Given the persistence of falling sales in several key markets linked to WLTP-related disruptions, LMC now sees 2018 full-year growth of a mere 0.8%, a little lower than previously. In addition, with the prospects for economic growth now looking slightly weaker in some key markets, LMC have reduced the 2019 West European sales forecast in volume terms with YoY growth seen at, gulp. 0.9%.
Germany, the economic power house of Western Europe currently in political chaos, and home of the Dieselgate scandal, saw new car sales fall 7.4 % YoY in October.
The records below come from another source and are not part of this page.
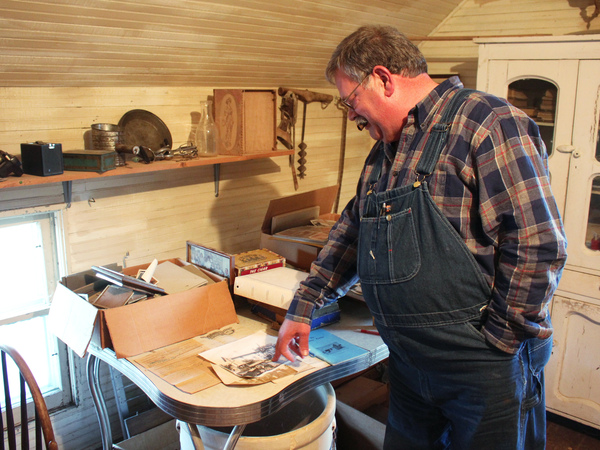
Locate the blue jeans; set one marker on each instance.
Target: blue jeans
(469, 398)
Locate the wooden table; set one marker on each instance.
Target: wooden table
(236, 406)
This poor result reduced the year to date (YTD) gains made from 2.4% for the first nine months, to just 1.4% once October is included.
In Italy, registrations also slipped by 7.4%, and YTD sales are now down 3.2%, in what appears to be an increasingly fragile market.
Spanish car sales fell by 6.6% YoY in October, while the selling rate barely improved on September’s 25-month low.
In the UK, sales were down 2.9% YoY, with the selling rate staging a modest recovery to 2.2 million units/year.
The French car market fell 1.5% YoY, but the selling rate edged above 2 million units/year, from 1.9 million units/year in September.